Retrieve the database file encryption password from your Kubernetes cluster's secrets:

export HDX_ENC_PASS=$(kubectl --namespace $HDX_KUBERNETES_NAMESPACE get secret general -o jsonpath="{.data.DB_ENCRYPTION_PASSWORD}" | base64 --decode)

Decrypt the file using the tooling pod, writing a new file called keycloak_backup.sql. Make sure you replace <keycloak_backup_file> below with the actual name of the encrypted backup file you downloaded in previous steps.

kubectl --namespace $HDX_KUBERNETES_NAMESPACE exec -it $HDX_TOOLING_POD_NAME -- openssl enc -aes-256-cbc -d -pbkdf2 -iter 100000 -salt -in <keycloak_backup_file> -out keycloak_backup.sql -pass pass:"$HDX_ENC_PASS"

Upon successful completion of this command, you should have a keycloak_backup.sql file in the root directory of the tooling pod's filesystem. To check this, list the file on the tooling pod:

kubectl exec --namespace $HDX_KUBERNETES_NAMESPACE --stdin --tty $HDX_TOOLING_POD_NAME -- ls -la keycloak_backup.sql

Stop Keycloak

Scale the Keycloak pod to 0 replicas:

kubectl scale deployment --namespace $HDX_KUBERNETES_NAMESPACE keycloak --replicas=0

Drop and Recreate the Keycloak Database

Choose one of the options below, depending on whether your cluster uses PostgreSQL internally or externally through CrunchyData.

Internal PostgreSQL

Open a new shell to the tooling pod to save time while you're working there:

kubectl exec --namespace $HDX_KUBERNETES_NAMESPACE --stdin --tty $HDX_TOOLING_POD_NAME -- /bin/bash

Drop and recreate the Keycloak database:

PGPASSWORD="$ROOT_DB_PASSWORD" psql -h postgres -U turbine -c "DROP DATABASE IF EXISTS keycloak;"
PGPASSWORD="$ROOT_DB_PASSWORD" psql -h postgres -U turbine -c "CREATE DATABASE keycloak OWNER keycloak;"

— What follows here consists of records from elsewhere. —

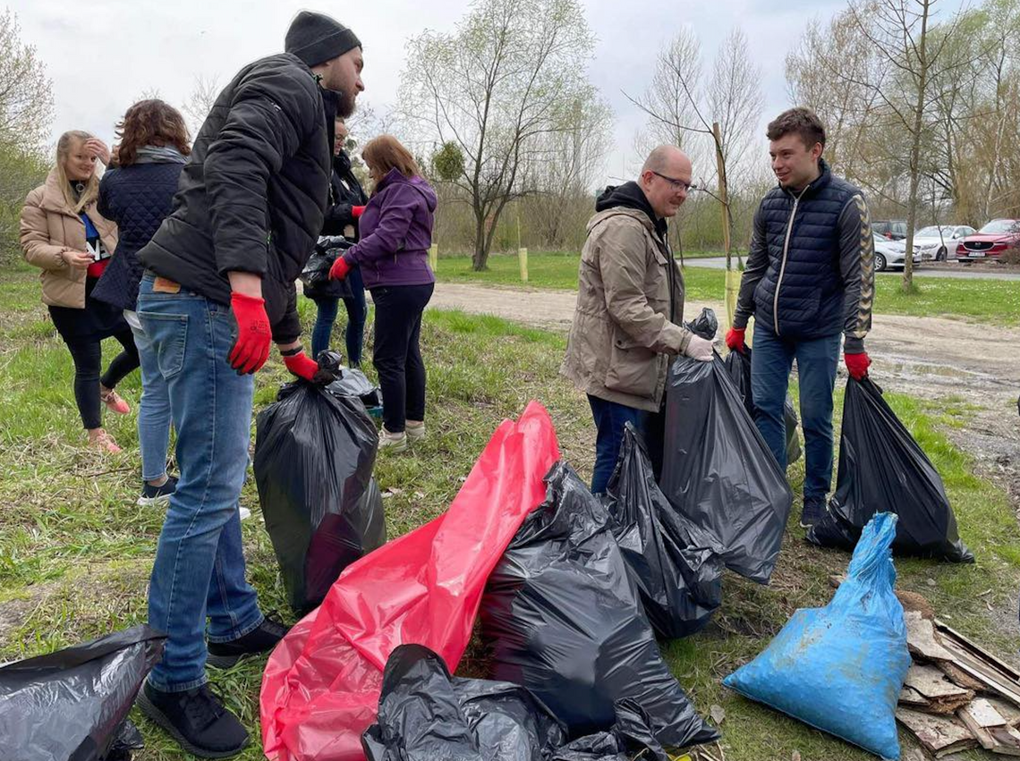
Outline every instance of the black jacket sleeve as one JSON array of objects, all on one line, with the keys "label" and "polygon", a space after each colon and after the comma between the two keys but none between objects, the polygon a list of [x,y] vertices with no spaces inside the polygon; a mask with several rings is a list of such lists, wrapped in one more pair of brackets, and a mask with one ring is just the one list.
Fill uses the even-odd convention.
[{"label": "black jacket sleeve", "polygon": [[220,273],[265,273],[268,181],[322,118],[315,87],[311,77],[264,70],[237,88],[203,167]]},{"label": "black jacket sleeve", "polygon": [[868,205],[860,193],[839,214],[839,274],[844,287],[844,351],[860,354],[871,329],[875,298],[875,247]]},{"label": "black jacket sleeve", "polygon": [[352,224],[357,229],[358,220],[354,218],[354,214],[351,211],[353,208],[353,204],[343,202],[332,206],[325,212],[325,219],[322,221],[322,235],[342,236],[344,235],[344,227],[348,224]]},{"label": "black jacket sleeve", "polygon": [[765,222],[762,219],[762,207],[755,212],[754,230],[751,233],[751,247],[748,251],[748,263],[741,277],[741,293],[736,297],[736,310],[733,313],[733,327],[744,329],[748,320],[755,313],[755,289],[768,269],[768,246],[765,245]]}]

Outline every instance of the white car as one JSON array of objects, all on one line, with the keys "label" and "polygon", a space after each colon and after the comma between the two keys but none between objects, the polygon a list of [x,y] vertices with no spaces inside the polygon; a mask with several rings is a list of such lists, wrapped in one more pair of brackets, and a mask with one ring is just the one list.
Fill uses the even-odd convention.
[{"label": "white car", "polygon": [[920,254],[922,261],[950,261],[948,253],[956,252],[957,242],[976,232],[967,224],[931,224],[921,227],[914,233],[914,253]]},{"label": "white car", "polygon": [[[886,269],[903,269],[907,265],[907,249],[903,241],[890,241],[877,233],[872,233],[875,240],[875,271]],[[921,263],[921,255],[914,253],[914,266]]]}]

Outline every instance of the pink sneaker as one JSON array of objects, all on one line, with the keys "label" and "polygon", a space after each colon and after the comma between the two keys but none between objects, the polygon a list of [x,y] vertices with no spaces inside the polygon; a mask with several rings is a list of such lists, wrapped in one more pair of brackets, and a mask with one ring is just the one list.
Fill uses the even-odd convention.
[{"label": "pink sneaker", "polygon": [[110,412],[116,412],[118,415],[126,415],[131,412],[131,407],[128,405],[119,394],[117,394],[113,389],[110,389],[105,394],[99,392],[99,398],[106,405],[106,408]]}]

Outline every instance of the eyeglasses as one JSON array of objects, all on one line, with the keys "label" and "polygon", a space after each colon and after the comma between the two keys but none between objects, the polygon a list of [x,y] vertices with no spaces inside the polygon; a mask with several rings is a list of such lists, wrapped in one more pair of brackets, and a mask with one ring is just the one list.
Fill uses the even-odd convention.
[{"label": "eyeglasses", "polygon": [[684,183],[684,182],[683,182],[682,180],[674,180],[673,177],[668,177],[668,176],[666,176],[665,174],[660,174],[660,173],[659,173],[658,171],[656,171],[655,169],[650,169],[649,171],[651,171],[651,172],[652,172],[653,174],[655,174],[655,175],[656,175],[657,177],[662,177],[662,179],[663,179],[663,180],[665,180],[665,181],[666,181],[667,183],[669,183],[669,186],[670,186],[670,187],[671,187],[671,188],[672,188],[672,189],[673,189],[674,191],[683,191],[684,193],[687,193],[687,192],[690,192],[690,191],[691,191],[691,189],[692,189],[692,188],[694,188],[694,187],[695,187],[695,185],[694,185],[693,183]]}]

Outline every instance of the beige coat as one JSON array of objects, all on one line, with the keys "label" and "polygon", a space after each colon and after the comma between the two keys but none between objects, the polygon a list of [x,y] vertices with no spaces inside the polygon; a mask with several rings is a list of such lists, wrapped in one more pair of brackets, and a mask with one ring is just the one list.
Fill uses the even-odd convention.
[{"label": "beige coat", "polygon": [[[667,267],[675,272],[673,321]],[[560,372],[592,396],[655,412],[669,355],[683,353],[691,336],[683,275],[648,215],[618,207],[593,216]]]},{"label": "beige coat", "polygon": [[[100,216],[95,204],[87,206],[106,250],[117,247],[117,225]],[[84,267],[71,267],[60,254],[64,251],[86,251],[85,224],[64,201],[57,187],[56,171],[51,171],[45,185],[29,193],[21,208],[21,249],[24,259],[43,271],[43,303],[85,309]]]}]

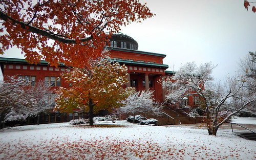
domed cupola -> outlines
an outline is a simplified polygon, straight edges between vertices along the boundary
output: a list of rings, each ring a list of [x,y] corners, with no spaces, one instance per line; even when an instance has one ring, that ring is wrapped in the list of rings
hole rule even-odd
[[[110,41],[111,47],[138,50],[139,47],[134,39],[122,33],[113,34]]]

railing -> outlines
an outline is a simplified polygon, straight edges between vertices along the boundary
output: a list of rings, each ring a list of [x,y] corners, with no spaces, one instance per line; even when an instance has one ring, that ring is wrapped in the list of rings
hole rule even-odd
[[[250,131],[251,132],[253,132],[253,133],[255,133],[255,134],[256,134],[256,132],[254,132],[254,131],[252,131],[252,130],[250,130],[250,129],[248,129],[247,128],[246,128],[246,127],[244,127],[244,126],[242,126],[242,125],[240,125],[240,124],[237,124],[237,123],[230,123],[230,124],[231,124],[231,129],[232,129],[232,132],[233,132],[233,127],[232,127],[232,124],[237,124],[237,125],[238,125],[240,126],[240,127],[243,127],[243,128],[245,128],[245,129],[246,129],[247,130],[249,130],[249,131]]]
[[[185,113],[186,115],[188,115],[188,116],[189,116],[190,117],[192,117],[192,118],[193,118],[194,119],[196,119],[196,118],[195,118],[195,117],[194,117],[194,116],[191,116],[190,115],[188,114],[188,113],[187,113],[187,112],[185,112],[185,111],[183,111],[183,113]]]
[[[168,115],[167,113],[163,112],[162,112],[162,113],[164,113],[164,115],[166,115],[167,117],[169,117],[169,118],[170,118],[171,119],[173,119],[173,120],[174,121],[174,124],[175,124],[175,122],[174,121],[174,118],[173,118],[173,117],[170,117],[169,115]]]
[[[189,116],[189,120],[190,121],[190,117],[192,117],[193,118],[194,118],[194,120],[195,120],[195,123],[197,123],[197,120],[196,120],[196,118],[193,116],[191,116],[190,115],[188,114],[188,113],[186,112],[185,111],[183,111],[183,113],[184,113],[185,114],[186,114],[186,115]]]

External Crunchy PostgreSQL

Find the database password for external PostgreSQL instances using the kubectl command:

kubectl --namespace $HDX_KUBERNETES_NAMESPACE get secret main-pguser-postgres -o jsonpath="{.data.password}" | base64 --decode

Open a new shell to the tooling pod to save time while you're working there:

kubectl exec --namespace $HDX_KUBERNETES_NAMESPACE --stdin --tty $HDX_TOOLING_POD_NAME -- /bin/bash

Drop and recreate the Keycloak database using the Crunchy IP or the main-primary hostname and the port that the PostgreSQL database is using:

psql -h <hostname> -p <port> -U postgres -c "DROP DATABASE IF EXISTS keycloak;"
psql -h <hostname> -p <port> -U postgres -c "CREATE DATABASE keycloak OWNER keycloak;"

Restore the Backup

In the shell in the tooling pod, enter this command to restore the original data:

PGPASSWORD="$KEYCLOAK_DB_PASSWORD" pg_restore -h postgres -U keycloak -d keycloak keycloak_backup.sql

📘

Getting a Version Error?

If you're seeing a pg_restore: error: unsupported version (1.15) in file header error or something similar, update your tooling pod's PostgreSQL utilities with these steps:

apt upgrade
apt install gnupg wget lsb-release
sh -c 'echo "deb http://apt.postgresql.org/pub/repos/apt $(lsb_release -cs)-pgdg main" > /etc/apt/sources.list.d/pgdg.list'
curl -fsSL https://www.postgresql.org/media/keys/ACCC4CF8.asc | gpg --dearmor -o /etc/apt/trusted.gpg.d/postgresql.gpg
apt update
apt install postgresql-16 postgresql-contrib-16

Try the above pg_restore command again.

Once the backup is loaded into the database, exit the tooling pod with exit or ctrl-D.

Scale Back to Normal Operation

Scale up the operator and keycloak pods to 1 replica, and scale down the tooling pod:

kubectl scale deployment --namespace $HDX_KUBERNETES_NAMESPACE tooling --replicas=0  
kubectl scale deployment --namespace $HDX_KUBERNETES_NAMESPACE keycloak --replicas=1  
kubectl scale deployment --namespace $HDX_KUBERNETES_NAMESPACE operator --replicas=1

Within a few minutes, your cluster should be back up and running the old version of Hydrolix.